Model of the mechanism of the telomere resolution reaction showing the predicted prehairpinning step before the first transesterification. The composite active site is represented by the large gray oval (catalytic residues) and the smaller, darker oval (hairpin binding module). The axis of symmetry is indicated by the dashed line bisecting the telomeric DNA substrate. Prehairpinning is predicted to result in the formation of two small non-base-paired hairpin turnarounds. Although the cis or trans nature of ResT catalysis is not yet determined, the reaction chemistry is depicted in cis by ResT monomers for simplicity.

It has not escaped our attention that localized melting in the prehairpin would involve helix rotation and would also facilitate bending or kinking in the DNA substrate. It may be that such an altered structure in the DNA would play an important role in establishing communication between adjacent ResT monomers or in activating the scissile phosphates for cleavage. A sharp kink has been observed in loxP sites in cocrystal structures of the Cre recombinase, and it has been suggested that this bend plays an important role in coordinated catalysis by Cre and other tyrosine recombinases, such as XerC/D and Flp (23, 41–43).

The formation of prehairpins before cleavage is expected to kinetically favor reaction completion. Upon DNA cleavage, the covalent intermediates would already exist as a prehairpin and would need only undergo nucleophilic attack by the free 5′ hydroxyl groups to produce final products. In addition, the cleavage sites, positioned on opposite sides of the axis of symmetry, would be brought into closer proximity in preparation for forming the interstrand phosphodiester bond. Prehairpinning before cleavage would also move ResT monomers into closer contact, facilitating communication for what is likely a concerted reaction at the two cleavage sites. An intimate association between protein and DNA would also be required for catalysis in trans, a feature observed for the Flp recombinase (44), as well as for Mu (45) and Tn5 (27, 28) transposases. Whether ResT catalysis occurs in cis or in trans is not yet known.

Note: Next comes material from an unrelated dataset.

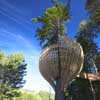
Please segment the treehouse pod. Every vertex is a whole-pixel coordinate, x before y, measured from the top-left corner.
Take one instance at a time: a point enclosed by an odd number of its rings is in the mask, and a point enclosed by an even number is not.
[[[43,50],[40,55],[39,68],[43,77],[54,87],[55,81],[61,79],[61,89],[76,77],[83,67],[83,50],[81,46],[67,36],[61,36],[56,44]]]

In conclusion, our results identify a composite active site in ResT, explaining the unique breakage-and-reunion activity of this telomere resolvase and perhaps of all members of this enzyme family; the hairpin binding motif sequence has also been found in the eukaryotic RAG proteins. Our findings also provide details on the mechanism of ResT action and offer evidence for a prehairpinning step that precedes DNA cleavage. Further biochemical and structural studies of ResT and other telomere resolvases should shed further light on this fascinating pairing of active-site components and the unique reaction mechanism of this class of DNA breakage-and-reunion enzymes.